Background: Patients with pathologic stage (p-Stage) IA non-small cell lung cancer (NSCLC) have a good survival rate because of possible curative resection. However, up to 10% of these patients relapse postoperatively. To identify unfavorable prognostic factors, we retrospectively analyzed the clinicopathological features of p-Stage IA disease, focusing on vascular invasion.
Methods: Of 467 patients with p-Stage I NSCLC, 335 were diagnosed with p-Stage IA or IB disease based on a lesion size ≤3 cm and the presence of pleural invasion (PL). Univariate and multivariate analyses of recurrence-free survival (RFS) were performed with age, sex, PL, and vascular invasion (blood vessel invasion [v] and lymphatic vessel invasion [ly]) as variables. To examine vascular invasion, hematoxylin-eosin (HE), Elastica van Gieson staining, and immunostaining with anti-podoplanin antibody were performed. The presence or absence of v and ly was recorded; the number of involved vessels was counted. Survival rates were obtained using the Kaplan-Meier method and log-rank test. Multivariate analyses were performed using the Cox proportional hazards model.

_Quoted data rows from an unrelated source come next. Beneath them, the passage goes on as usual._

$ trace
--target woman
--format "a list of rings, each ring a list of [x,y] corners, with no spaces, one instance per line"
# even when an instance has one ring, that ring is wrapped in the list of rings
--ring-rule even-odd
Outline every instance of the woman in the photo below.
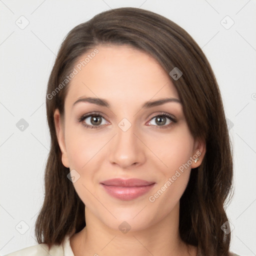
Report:
[[[46,101],[39,244],[8,255],[236,255],[222,101],[184,30],[136,8],[96,16],[62,42]]]

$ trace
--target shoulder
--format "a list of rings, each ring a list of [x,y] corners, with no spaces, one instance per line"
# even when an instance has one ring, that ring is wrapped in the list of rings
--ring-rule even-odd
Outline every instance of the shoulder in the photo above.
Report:
[[[16,250],[5,256],[63,256],[64,251],[62,245],[53,246],[49,250],[45,244],[40,244]]]

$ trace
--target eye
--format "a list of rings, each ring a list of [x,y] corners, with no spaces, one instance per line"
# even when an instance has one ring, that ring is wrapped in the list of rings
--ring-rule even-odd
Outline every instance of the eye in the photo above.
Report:
[[[104,120],[104,124],[102,124]],[[82,116],[78,120],[86,128],[98,128],[104,124],[107,124],[108,122],[100,114],[90,113]]]
[[[154,120],[152,124],[150,124],[152,120]],[[173,123],[176,122],[177,121],[175,118],[170,114],[167,113],[161,113],[151,119],[150,122],[148,122],[150,125],[153,125],[156,128],[168,128],[173,124]]]

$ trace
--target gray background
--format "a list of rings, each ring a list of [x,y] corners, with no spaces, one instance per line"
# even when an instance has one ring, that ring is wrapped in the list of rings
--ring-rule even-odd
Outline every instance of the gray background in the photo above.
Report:
[[[234,145],[236,190],[227,208],[234,228],[230,250],[256,255],[255,0],[0,0],[0,254],[36,244],[34,225],[50,148],[44,98],[60,44],[75,26],[122,6],[173,20],[209,60]]]

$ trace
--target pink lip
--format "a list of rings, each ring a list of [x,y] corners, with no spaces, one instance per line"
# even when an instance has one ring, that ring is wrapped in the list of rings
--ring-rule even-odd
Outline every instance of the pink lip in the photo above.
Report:
[[[149,191],[156,182],[138,178],[113,178],[101,182],[100,184],[112,196],[122,200],[132,200]]]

Results: RFS differed significantly between patients with no or one involved blood vessel (0 v or 1 v) and those with ≥2 involved vessels (≥2 v). Similarly, RFS differed significantly between patients with no lymphatic vessel involvement (0 ly) and those with one involved lymphatic vessel (1 ly). Thus, BVI(+) and BVI(-) were defined as ≥2 v and 0 v + 1 v, and LVI(+) and LVI(-) as ≥1 ly and 0 ly, respectively. BVI and LVI together represented tumor vessel invasion (TVI). On multivariate analyses, PL and TVI were independently associated with recurrence. Additionally, patients with p-Stage IA TVI(+) disease had a comparable recurrence rate to those with p-Stage IB disease.
Conclusions: Similar to PL, TVI is an important factor increasing the likelihood of recurrence. As HE staining alone is insufficient for evaluating vascular invasion, specific staining is necessary. Moreover, patients with p-Stage IA TVI(+) disease had a recurrence rate comparable to those with p-Stage IB disease; therefore, further studies should aim to elucidate whether patients with p-Stage IA TVI(+) disease should be administered postoperative chemotherapy similar to that received by p-Stage IB patients.